I noticed my reflection in the mirror as I walked into the room. It just wasn't right, so I tugged on my top. That wasn't enough as my belly was still poking out from my loose fitting top. I straightened up and braced my core. We were hanging out at a friends place looking around at the house and after catching sight of myself I started to feel uncomfortable. I realised it probably had a lot to do with my friends presence. In confidence I had found out a few weeks ago his unrealistic expectations of women's bodies. Seriously unrealistic. Thankfully that isn't my battle to fight, but here I was in his presence feeling judged. And suddenly, I felt fat.
Except perhaps when we first met this friend, it had never occurred to me that my appearance might be scrutinised. As soon as I was, I became self conscious. That's precisely what happens in situations when I am feeling like I am being judged. And I usually know when those times are. There is a reason why I absolutely hate going to the gym and it's got more to do with my fellow gym goers than the awful smell of years of human sweat that's been recycled through the air conditioning units and has seeped into the carpet.
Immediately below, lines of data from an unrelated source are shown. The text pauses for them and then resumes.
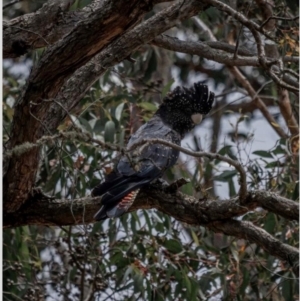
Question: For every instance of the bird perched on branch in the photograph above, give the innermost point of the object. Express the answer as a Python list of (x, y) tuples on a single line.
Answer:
[(180, 111)]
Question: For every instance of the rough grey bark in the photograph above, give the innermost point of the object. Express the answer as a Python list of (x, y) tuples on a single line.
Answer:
[(108, 22), (216, 215)]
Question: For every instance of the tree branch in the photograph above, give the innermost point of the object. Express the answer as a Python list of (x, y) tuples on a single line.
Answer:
[(215, 214), (41, 28), (29, 121)]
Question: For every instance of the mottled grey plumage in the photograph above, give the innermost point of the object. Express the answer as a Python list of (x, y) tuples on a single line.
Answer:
[(171, 122)]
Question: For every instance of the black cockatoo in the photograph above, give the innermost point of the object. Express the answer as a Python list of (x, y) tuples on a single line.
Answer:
[(180, 111)]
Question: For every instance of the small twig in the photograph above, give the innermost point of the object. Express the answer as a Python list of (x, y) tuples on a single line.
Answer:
[(239, 34), (278, 18), (10, 4), (20, 28)]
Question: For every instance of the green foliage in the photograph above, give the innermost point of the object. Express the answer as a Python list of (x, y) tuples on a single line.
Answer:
[(147, 255)]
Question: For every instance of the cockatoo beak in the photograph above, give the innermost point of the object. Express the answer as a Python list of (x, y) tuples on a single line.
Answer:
[(197, 118)]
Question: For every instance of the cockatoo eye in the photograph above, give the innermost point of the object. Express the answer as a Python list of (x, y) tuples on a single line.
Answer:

I feel like I am being judged when I myself am doing the judging. And by this I don't necessarily mean criticising others but rather comparing myself for better or for worse. It stands to reason in my mind that if I am comparing, there is a very good chance that others are also which means they have probably noticed my flaws. Which brings my attention to my flaws. Which makes me feel bad. Which is a great way to erode positive body image. Which is why I need to stop being judgemental of others so that I can like myself better.